1) Stage1 Processing. Here we convert UNCAL files for NIRISS into RATE files. Here we use the latest version of the JWST pipeline and implement the ColumnJump step which can offer improvements for NIRISS fields.

2) Preprocessing. Here the data is pre-processed using grizli. In a nutshell, a modified version of the Stage2 pipeline is applied, and dithered frames are drizzled together.

3) Mosaicing. Frames in the same field are mosaiced together and a detection catalog is measured on an IR image made from combining all available direct filters.

4) Contamination Modelling.

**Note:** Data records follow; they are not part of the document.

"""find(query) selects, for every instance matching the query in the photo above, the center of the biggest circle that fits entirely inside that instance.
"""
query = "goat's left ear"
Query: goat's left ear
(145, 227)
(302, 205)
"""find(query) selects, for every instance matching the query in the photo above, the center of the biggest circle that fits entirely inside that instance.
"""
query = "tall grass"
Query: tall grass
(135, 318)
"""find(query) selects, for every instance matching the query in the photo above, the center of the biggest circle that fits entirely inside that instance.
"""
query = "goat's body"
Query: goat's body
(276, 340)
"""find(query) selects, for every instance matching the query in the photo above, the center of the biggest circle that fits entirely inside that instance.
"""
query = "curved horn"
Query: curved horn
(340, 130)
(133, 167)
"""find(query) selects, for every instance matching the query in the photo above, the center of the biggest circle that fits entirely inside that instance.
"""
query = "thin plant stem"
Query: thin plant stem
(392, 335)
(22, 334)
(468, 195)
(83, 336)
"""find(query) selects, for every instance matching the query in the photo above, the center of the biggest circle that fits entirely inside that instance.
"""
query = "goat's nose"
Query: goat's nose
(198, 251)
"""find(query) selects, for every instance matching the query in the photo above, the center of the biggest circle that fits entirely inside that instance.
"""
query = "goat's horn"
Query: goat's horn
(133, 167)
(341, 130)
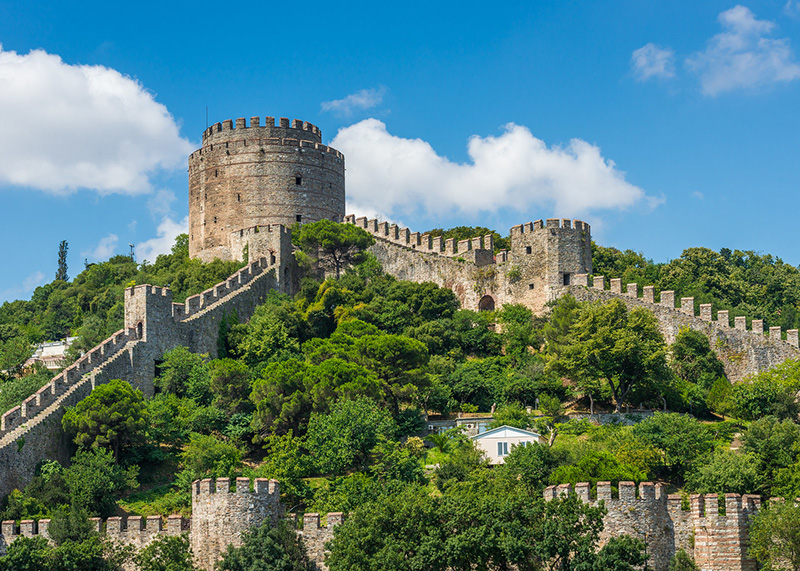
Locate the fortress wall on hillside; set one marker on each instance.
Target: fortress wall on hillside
(154, 324)
(716, 542)
(743, 352)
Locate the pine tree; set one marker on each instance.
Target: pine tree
(61, 273)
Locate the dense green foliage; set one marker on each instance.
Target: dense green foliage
(113, 416)
(775, 537)
(334, 246)
(266, 548)
(328, 392)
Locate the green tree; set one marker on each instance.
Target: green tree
(343, 438)
(335, 246)
(773, 444)
(230, 385)
(27, 554)
(61, 272)
(185, 374)
(758, 397)
(113, 416)
(607, 342)
(680, 439)
(94, 479)
(166, 553)
(266, 548)
(206, 456)
(775, 537)
(530, 466)
(727, 472)
(719, 397)
(693, 360)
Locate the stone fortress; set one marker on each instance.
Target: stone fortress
(247, 185)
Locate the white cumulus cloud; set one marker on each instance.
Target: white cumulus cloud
(742, 56)
(24, 289)
(360, 100)
(104, 249)
(81, 126)
(167, 231)
(400, 176)
(651, 61)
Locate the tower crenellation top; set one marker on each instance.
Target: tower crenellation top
(284, 129)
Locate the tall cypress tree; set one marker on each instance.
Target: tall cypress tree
(61, 273)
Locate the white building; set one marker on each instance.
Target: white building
(498, 443)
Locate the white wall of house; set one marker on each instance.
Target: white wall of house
(498, 443)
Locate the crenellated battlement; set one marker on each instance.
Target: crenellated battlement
(196, 303)
(222, 486)
(134, 530)
(550, 223)
(244, 176)
(269, 125)
(221, 514)
(687, 306)
(46, 396)
(256, 146)
(426, 243)
(626, 492)
(715, 532)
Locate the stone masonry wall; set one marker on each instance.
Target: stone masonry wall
(315, 536)
(543, 256)
(717, 543)
(743, 352)
(259, 175)
(222, 510)
(220, 515)
(32, 432)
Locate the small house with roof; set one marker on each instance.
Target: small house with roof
(498, 443)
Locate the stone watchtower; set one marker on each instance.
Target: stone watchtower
(220, 514)
(548, 254)
(245, 177)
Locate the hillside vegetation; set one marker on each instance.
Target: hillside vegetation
(330, 391)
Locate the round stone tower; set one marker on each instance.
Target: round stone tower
(244, 177)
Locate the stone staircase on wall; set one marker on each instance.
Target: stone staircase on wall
(687, 307)
(31, 432)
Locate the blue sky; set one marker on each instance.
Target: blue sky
(666, 125)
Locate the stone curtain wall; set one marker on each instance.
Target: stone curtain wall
(743, 352)
(315, 536)
(717, 542)
(221, 514)
(154, 325)
(531, 273)
(259, 175)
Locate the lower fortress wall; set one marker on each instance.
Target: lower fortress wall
(223, 510)
(716, 542)
(32, 432)
(154, 324)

Based on the direct image and detection catalog, we create a model of the dispersed image that can be used to model the contamination from overlapping traces.

5) Spectral Extraction. 2D Spectra are extracted from the dispersed images.

6) Redshift Fitting.

7) FITSMap. In the final step, the products are collected and a FITSMap is created highlighting all of the results of the data analysis.

Notes

Some fields have very large input files. Therefore, they will likely fail Stage1 Processing due to memory issues. You can circumvent this by artificially lowering the multiprocessing count for the Stage 1 rule and re-running on just the problematic fields.